Early rebleeding after aneurysmal subarachnoid haemorrhage: the shape matters!

Original research article
Aneurysm characteristics and risk of rebleeding after subarachnoid haemorrhage
European Stroke Journal DOI: 10.1177/2396987318803502   http://journals.sagepub.com/doi/full/10.1177/2396987318803502
Comment by Linxin Li

Aneurysmal subarachnoid haemorrhage (aSAH) is a type of stroke with known devastatingly high morbidity and mortality. Early rebleeding before treatment is one of the most feared complications and is associated with poor outcome. Identifying risk factors for rebleeding within 24h after ictus may therefore help to tailor ultra-early aneurysm treatment to those with the highest risk of early rebleeding. Previous studies focused mainly on looking for risk factors associated with clinical presentations, and we also know that the size of the aneurysm influences the risk of rebleeding.
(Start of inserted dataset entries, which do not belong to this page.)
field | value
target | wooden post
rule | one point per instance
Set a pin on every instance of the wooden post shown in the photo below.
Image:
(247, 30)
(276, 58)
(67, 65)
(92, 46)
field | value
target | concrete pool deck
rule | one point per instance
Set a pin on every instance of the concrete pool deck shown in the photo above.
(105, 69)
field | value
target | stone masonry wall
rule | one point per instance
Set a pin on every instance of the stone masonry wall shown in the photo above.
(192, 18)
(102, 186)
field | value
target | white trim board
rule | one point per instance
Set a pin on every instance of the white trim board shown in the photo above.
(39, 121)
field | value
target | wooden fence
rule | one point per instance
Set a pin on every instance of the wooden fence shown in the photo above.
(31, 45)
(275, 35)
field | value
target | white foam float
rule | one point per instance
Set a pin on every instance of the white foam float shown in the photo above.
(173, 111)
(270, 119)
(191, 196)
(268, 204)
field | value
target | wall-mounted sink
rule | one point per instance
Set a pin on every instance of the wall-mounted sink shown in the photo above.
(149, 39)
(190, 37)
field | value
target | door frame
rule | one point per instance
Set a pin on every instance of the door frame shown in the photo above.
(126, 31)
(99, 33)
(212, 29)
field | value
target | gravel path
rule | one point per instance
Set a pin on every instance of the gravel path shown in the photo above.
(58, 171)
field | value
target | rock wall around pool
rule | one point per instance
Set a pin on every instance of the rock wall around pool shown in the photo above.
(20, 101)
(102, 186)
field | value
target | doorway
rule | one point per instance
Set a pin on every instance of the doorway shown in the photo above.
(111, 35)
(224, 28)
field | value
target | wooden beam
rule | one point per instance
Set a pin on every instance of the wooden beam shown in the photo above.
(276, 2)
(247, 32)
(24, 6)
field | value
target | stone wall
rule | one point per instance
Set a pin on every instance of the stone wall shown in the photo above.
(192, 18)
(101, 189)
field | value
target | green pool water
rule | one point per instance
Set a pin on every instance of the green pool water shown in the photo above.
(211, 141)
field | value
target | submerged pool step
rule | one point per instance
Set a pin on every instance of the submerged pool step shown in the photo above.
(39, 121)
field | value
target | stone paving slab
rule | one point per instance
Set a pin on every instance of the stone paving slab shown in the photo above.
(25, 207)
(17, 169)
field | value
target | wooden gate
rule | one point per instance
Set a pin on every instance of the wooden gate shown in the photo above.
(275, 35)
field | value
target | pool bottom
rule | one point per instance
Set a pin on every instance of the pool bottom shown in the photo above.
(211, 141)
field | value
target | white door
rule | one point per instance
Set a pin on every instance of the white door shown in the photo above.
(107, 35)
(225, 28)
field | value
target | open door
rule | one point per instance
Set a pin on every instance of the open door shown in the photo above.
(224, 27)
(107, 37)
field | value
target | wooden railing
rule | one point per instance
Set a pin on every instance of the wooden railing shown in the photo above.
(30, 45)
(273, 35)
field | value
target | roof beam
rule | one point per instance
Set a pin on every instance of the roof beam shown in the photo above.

However, it is unknown if aneurysm configuration could be another candidate.

In this issue of the ESJ, Koopman and colleagues report the results of a study where the aim was to investigate whether aneurysm irregularity, aspect ratio (length/neck) and bottleneck ratio (width/neck) are independent risk factors for in-hospital rebleeding within 24h after ictus.
Patients with a first ever aSAH admitted to a tertiary referral centre within 24h after ictus were included. Stringent definition of rebleeding was used including both sudden clinical evidence of deterioration and imaging confirmation of increased haemorrhage. In intubated and sedated patients without imaging confirmation, rebleeding was defined as a sudden increase in blood pressure with fresh blood suddenly coming out of the external ventricular drain.
Measurements of aneurysm characteristics were performed by one single rater and included the recording of the length, width and shape of the aneurysm. Aspect ratio and bottleneck ratio were also calculated. Irregularity was considered if blebs, multiple lobes or aneurysm wall protrusions were present.
Of 409 patients included, rebleeding within 24h occurred in 34 (8%) patients. 256 (63%) patients had an irregular aneurysm, which was more commonly seen in those with early rebleeding than those without. In univariable analyses, irregularity, aspect-ratio ≥1.6 and bottleneck ratio ≥1.6 were significantly associated with rebreeding within 24h. Only irregular aneurysm shape remained an independent predictor of rebreeding (HR=3.9, 95%CI 1.3-11.3) after adjustment for various known factors including for age, sex, Prognosis on Admission of Aneurysmal Subarachnoid Haemorrhage (PAASH) score, location of the aneurysm and aneurysm size.

As the authors rightly acknowledged, whilst this is the first study suggesting that irregular aneurysm shape could be a potential independent risk factor for rebreeding within 24h after ictus, two-thirds of the patients without rebleeding also had an irregular aneurysm. Large studies incorporating all potential risk factors are still needed to further develop risk prediction models to determine absolute risks for early rebleeding.